Excellent read for those looking to broaden their knowledge of entanglement. Difficult to capture in a few short notes or excerpts. Recommend the entire piece from the source, below. Because Quantum is Coming. Qubit.

Many’s Not Too Many Anymore for Quantum Systems

Excerpts and salient points ~

+  A quarter-century ago, the problem of understanding a system of many correlated electrons seemed intractable. Even under the onslaught of the most powerful computers, only a few specific cases could be solved.

Two-particle Entanglement

+  Today, this picture has changed. Steady progress in computer hardware and software in the past 25 years has helped, but ‘Moore’s law’ is no match on its own for the barriers posed by the quantum states of a throng of electrons. More important are new insights into the problem itself. According to Andy Millis, co-director of the Simons Collaboration on the Many Electron Problem and the Flatiron Institute’s Center for Computational Quantum Physics (CCQ), if there is one overarching insight driving recent progress, it is the more sophisticated understanding researchers have achieved about a uniquely quantum-mechanical phenomenon called entanglement.

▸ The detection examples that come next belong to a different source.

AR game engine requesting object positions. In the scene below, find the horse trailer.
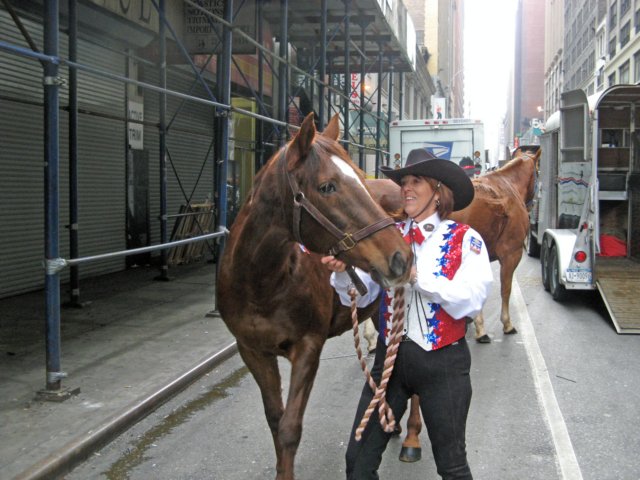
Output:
[527,85,640,333]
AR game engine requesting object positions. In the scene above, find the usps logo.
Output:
[424,142,453,160]
[470,237,482,253]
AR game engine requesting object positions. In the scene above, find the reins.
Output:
[349,287,404,441]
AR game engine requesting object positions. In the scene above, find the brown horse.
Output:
[369,146,540,462]
[217,114,411,480]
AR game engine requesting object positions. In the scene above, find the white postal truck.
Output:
[389,118,486,174]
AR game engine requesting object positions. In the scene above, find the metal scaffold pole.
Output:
[38,0,79,400]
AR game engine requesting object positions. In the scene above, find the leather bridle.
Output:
[282,148,395,255]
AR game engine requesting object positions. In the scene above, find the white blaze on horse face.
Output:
[331,155,373,199]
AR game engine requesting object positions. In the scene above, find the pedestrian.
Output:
[322,149,493,480]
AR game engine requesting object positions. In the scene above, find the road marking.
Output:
[511,278,582,480]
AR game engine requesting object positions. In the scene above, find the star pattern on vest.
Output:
[403,223,434,245]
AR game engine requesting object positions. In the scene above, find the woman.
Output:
[322,149,493,480]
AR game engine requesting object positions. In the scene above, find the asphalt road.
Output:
[65,257,640,480]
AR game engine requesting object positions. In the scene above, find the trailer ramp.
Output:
[596,257,640,333]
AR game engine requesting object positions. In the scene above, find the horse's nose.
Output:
[389,251,409,277]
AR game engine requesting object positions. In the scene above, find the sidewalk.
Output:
[0,262,235,479]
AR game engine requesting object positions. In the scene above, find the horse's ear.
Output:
[322,113,340,141]
[289,112,316,167]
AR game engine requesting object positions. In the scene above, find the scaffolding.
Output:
[0,0,433,399]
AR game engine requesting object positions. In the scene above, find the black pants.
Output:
[346,338,473,480]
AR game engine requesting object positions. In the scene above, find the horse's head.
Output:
[282,114,411,286]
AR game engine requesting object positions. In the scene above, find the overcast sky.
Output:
[464,0,520,161]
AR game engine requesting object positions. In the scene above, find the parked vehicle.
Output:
[527,85,640,333]
[389,118,486,175]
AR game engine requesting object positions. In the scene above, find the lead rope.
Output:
[349,287,404,441]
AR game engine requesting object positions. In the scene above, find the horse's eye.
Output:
[318,182,336,195]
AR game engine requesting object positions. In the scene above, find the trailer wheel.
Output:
[524,225,540,257]
[540,241,549,292]
[549,244,567,302]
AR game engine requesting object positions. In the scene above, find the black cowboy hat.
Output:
[380,148,474,212]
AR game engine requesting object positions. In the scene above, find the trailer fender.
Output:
[542,229,577,285]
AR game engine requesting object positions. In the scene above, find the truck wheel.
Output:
[524,226,540,257]
[540,241,549,292]
[549,245,567,302]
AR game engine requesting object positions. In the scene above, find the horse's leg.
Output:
[400,395,422,462]
[276,336,324,480]
[473,310,491,343]
[500,253,522,335]
[238,342,284,471]
[362,318,378,353]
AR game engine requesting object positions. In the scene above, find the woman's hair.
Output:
[424,177,453,220]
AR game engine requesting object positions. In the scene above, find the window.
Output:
[620,0,631,17]
[609,37,616,59]
[620,22,631,48]
[618,60,629,83]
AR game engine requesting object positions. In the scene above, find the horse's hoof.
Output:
[399,447,422,463]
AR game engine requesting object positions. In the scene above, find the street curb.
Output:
[14,342,238,480]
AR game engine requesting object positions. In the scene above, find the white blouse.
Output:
[331,213,493,350]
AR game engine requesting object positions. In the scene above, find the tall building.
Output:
[562,0,604,95]
[403,0,464,117]
[509,0,545,146]
[540,0,565,121]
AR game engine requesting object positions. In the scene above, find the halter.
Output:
[282,147,395,256]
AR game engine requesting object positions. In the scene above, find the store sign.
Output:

Describing many-body quantum systems is generally next to impossible, physicists thought — until they realized that localized entanglement holds the key.

+  When particles are entangled, their states become weirdly linked in a way that has no exact analogue in the classical physics that describes our everyday reality. In the field of quantum computing, researchers are striving to design and build devices that exploit entanglement’s remarkable properties as a resource and enable new types of computation. For theorists working on the many-electron problem, however, entanglement represents a barrier to be overcome. The powerful insight they’ve gained, Millis explains, “is that entanglement is physical, and you should pay attention to it.”

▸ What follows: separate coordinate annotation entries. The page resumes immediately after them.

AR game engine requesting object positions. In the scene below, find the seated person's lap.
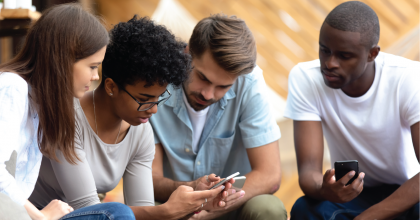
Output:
[290,185,419,220]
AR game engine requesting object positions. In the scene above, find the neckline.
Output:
[76,99,132,147]
[182,89,209,116]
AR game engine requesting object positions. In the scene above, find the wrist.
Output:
[34,210,51,220]
[159,202,179,220]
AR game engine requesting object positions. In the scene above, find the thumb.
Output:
[324,169,335,184]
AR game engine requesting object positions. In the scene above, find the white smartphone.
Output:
[210,172,239,189]
[232,176,246,192]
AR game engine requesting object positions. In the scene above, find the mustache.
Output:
[191,92,216,103]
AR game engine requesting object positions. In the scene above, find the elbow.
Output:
[268,171,281,194]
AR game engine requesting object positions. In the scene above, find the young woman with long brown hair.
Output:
[29,17,233,220]
[0,4,133,220]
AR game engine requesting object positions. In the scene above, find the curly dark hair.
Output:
[102,15,191,88]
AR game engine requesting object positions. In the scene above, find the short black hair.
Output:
[102,15,191,89]
[324,1,379,49]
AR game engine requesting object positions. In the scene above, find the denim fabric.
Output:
[0,193,31,220]
[61,202,136,220]
[150,66,280,181]
[290,185,419,220]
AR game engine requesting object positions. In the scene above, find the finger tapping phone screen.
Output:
[210,172,239,189]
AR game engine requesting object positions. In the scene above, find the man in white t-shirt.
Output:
[285,2,420,220]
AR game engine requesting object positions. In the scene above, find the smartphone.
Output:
[232,176,246,192]
[334,160,359,186]
[210,172,239,189]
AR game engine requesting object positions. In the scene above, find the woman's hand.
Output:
[163,185,225,219]
[41,199,73,220]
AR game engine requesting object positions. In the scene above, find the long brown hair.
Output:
[0,3,109,164]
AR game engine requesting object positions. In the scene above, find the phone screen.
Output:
[210,172,239,189]
[334,160,359,186]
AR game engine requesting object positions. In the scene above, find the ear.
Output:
[368,45,381,62]
[104,78,119,97]
[184,44,190,53]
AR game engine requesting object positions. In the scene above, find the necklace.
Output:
[93,89,122,144]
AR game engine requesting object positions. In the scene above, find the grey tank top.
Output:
[29,99,155,209]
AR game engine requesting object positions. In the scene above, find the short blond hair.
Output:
[189,14,257,75]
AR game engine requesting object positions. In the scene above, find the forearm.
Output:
[358,173,419,219]
[299,170,325,200]
[153,175,195,203]
[23,200,45,220]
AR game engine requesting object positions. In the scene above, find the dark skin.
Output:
[80,78,225,219]
[293,23,420,220]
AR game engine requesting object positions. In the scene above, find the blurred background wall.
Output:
[0,0,420,216]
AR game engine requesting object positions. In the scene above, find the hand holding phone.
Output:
[210,172,239,189]
[334,160,359,186]
[232,176,246,192]
[319,161,365,203]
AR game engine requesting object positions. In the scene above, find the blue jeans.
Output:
[290,185,419,220]
[61,202,136,220]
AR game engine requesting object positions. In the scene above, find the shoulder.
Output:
[130,122,154,147]
[129,122,155,159]
[289,60,322,81]
[0,72,28,93]
[376,52,420,84]
[376,52,420,69]
[288,60,326,92]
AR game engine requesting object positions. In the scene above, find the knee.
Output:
[290,196,329,220]
[103,202,136,220]
[240,195,287,220]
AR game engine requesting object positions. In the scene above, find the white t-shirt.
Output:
[182,90,209,154]
[284,52,420,186]
[0,72,42,206]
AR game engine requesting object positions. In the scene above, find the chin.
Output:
[74,91,86,99]
[324,78,343,89]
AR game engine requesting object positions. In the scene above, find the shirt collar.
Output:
[165,86,236,109]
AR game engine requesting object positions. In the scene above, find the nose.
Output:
[146,105,157,115]
[201,86,214,100]
[91,71,99,81]
[325,55,339,69]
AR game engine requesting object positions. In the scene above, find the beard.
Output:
[184,89,220,112]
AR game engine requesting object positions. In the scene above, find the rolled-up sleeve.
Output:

+  A different approach focuses more directly on isolating a very small subsystem. This ‘quantum embedding’ technique involves performing detailed, full calculations for the subsystem with the remainder of the system serving as an environment whose effects are approximated in these calculations. The subsystem might be as small as a single electron orbital on a particular copper atom in a superconductor. Antoine Georges, the director of CCQ and the collaboration, invented one of the most important methods along these lines.

+  Another fascinating possibility is to use artificial neural networks. The problem of the huge space of highly entangled states containing a much smaller space of interest, with locally entangled states, is analogous to the problems that neural networks have proved very adept at solving in recent years, such as recognizing speech or thoroughly defeating the world champion at the game of Go. For the many-electron problem, a neural network could find and operate in the low-dimensional subspace of interest for a given system in an automated fashion. This approach was demonstrated in 2017 for one particular many-body problem by Giuseppe Carleo and Matthias Troyer of ETH Zurich (Carleo has subsequently joined CCQ). A surge of intense interest and additional work by many researchers has followed.